Ah les corrections, un sujet qui te tient à coeur cher MissMath !
Personnellement, je refuse de corriger un brouillon pour diverses raisons :
* dans la vraie vie, un employeur ne se contente pas d'un brouillon, même si le délai est court ;
* mettre en valeur le contenu d'un document par l'adoption d'une présentation pertinente et soignée fait partie intégrante du travail : j'ai coutume de dire que je ne peux évaluer que ce que je vois et comprends...
* j'éprouve de grosses difficultés à lire une écriture qui n'est pas la mienne, et avec l'âge...
Je me permets d'attirer ton attention sur mon billet, en gestation depuis quelques semaines, finalisé à la suite de ton propre billet : "Corriger pour évaluer / Evaluer pour Corriger".
J'en parle trop, c'est clair, mais vous me faites du bien. La session prochaine sera mieux.
" vous me faites du bien"
Et vice versa .
La correction des copies est une corvée,un travail ingrat,certains ont peur (ou je ne sais quelle pudeur)de le reconnaître .

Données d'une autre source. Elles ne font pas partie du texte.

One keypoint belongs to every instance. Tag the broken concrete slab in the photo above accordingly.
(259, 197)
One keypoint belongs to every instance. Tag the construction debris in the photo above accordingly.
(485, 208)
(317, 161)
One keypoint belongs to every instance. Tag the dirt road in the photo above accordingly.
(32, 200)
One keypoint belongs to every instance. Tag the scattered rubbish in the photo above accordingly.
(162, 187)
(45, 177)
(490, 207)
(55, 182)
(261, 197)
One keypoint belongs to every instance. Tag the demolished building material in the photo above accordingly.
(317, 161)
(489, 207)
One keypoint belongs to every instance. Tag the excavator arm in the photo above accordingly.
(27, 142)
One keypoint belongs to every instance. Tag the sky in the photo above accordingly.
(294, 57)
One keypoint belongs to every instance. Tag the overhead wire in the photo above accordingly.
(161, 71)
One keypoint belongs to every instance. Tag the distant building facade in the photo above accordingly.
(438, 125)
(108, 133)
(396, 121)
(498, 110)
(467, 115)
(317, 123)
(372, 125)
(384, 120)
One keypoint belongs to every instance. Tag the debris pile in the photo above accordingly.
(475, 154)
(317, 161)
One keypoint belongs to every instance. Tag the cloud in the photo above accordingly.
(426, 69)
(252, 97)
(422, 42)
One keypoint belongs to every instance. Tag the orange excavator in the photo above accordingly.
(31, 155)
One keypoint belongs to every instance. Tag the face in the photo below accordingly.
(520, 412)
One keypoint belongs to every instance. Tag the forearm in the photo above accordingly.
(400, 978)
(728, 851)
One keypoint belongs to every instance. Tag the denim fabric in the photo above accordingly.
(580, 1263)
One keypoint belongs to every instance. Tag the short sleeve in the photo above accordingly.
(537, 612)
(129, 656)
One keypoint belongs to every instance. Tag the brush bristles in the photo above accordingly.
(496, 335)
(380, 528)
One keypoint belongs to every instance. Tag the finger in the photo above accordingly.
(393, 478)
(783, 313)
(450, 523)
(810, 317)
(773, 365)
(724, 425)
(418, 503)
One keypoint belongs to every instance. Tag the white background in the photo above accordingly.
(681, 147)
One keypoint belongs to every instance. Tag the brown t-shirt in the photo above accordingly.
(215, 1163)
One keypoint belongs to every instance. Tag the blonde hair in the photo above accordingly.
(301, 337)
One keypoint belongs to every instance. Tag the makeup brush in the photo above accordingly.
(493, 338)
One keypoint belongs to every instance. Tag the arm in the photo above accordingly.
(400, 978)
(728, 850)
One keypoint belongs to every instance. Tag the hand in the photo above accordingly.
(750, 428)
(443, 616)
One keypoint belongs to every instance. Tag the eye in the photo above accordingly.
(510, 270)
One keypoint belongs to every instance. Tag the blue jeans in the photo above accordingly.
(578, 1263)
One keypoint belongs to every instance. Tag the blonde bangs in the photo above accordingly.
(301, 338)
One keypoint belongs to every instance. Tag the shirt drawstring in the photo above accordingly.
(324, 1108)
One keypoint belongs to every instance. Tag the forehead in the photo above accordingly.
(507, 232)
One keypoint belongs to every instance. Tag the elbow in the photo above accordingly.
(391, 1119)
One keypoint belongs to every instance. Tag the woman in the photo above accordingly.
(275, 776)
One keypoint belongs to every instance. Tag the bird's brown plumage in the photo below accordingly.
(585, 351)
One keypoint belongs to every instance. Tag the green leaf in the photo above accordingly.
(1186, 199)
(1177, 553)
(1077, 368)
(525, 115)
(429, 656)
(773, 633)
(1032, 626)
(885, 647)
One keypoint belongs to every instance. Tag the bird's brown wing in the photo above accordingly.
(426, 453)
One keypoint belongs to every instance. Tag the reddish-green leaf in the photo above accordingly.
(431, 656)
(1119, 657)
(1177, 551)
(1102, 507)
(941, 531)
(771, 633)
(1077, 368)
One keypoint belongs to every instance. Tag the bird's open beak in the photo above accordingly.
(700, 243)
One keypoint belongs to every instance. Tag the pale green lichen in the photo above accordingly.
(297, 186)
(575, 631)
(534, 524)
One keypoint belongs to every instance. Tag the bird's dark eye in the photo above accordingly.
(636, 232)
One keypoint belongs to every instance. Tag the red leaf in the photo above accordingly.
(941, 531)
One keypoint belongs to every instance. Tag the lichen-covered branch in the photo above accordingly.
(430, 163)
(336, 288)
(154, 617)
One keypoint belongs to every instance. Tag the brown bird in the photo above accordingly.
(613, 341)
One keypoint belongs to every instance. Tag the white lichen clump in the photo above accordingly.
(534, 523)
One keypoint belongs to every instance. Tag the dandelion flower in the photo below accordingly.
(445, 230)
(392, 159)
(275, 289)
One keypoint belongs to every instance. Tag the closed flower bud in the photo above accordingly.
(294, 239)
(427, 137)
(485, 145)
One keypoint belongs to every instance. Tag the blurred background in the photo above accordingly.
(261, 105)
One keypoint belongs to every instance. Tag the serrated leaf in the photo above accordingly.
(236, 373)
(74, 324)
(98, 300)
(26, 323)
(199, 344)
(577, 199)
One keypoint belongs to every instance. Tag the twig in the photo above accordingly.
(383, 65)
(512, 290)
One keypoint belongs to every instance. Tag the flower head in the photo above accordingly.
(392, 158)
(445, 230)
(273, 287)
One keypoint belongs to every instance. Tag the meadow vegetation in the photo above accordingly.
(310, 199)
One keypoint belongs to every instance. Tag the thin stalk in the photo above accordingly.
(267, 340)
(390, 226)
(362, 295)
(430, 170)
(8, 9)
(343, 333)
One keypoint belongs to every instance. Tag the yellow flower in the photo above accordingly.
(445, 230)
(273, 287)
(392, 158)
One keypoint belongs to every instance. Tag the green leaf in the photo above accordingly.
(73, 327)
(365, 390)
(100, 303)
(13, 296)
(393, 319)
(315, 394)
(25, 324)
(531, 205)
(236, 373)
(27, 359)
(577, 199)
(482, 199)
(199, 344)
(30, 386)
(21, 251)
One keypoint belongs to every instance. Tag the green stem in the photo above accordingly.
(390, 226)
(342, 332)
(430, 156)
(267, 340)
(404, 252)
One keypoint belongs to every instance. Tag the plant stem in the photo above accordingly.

Monsieur Marion a ajouté :
Les ceux-ce qui aiment corriger sont ceux qui ne savent pas s'amuser ; jouer avec Wolfram Alpha par exemple,qui a encore des
progrèssémantiques à faire.
...
(Monsieur Marion, ne dévoilez pas nos secrets ici, voyons ! hi!hi!hi!)
Merci maîtresse pour le code ;
j'apprends vite avec vous
Je n'avais pas encore lu ce billet, étant trop occupée par mes propres corrections. ;-) Comme ta collègue, je suis sévère sur la propreté des copies qu'on me remet. Il faut que ce soit écrit à double interligne, à l'encre bleue ou noir, au recto de la feuille seulement et que le total de mots soit inscrit à la fin de la copie. Si ces règles ne sont pas respectées, je fais recopier. Si l'étudiant rechigne, je lui annonce qu'il n'aura pas la note de son travail tant que celui-ci ne satisfera pas mes demandes. Au premier travail de la session, ça grogne un peu, mais c'est beaucoup mieux par la suite. Ah oui, je leur montre des exemples de copies (sans les noms) des sessions passées de ce que je considère comme des torchons. En général, le message passe.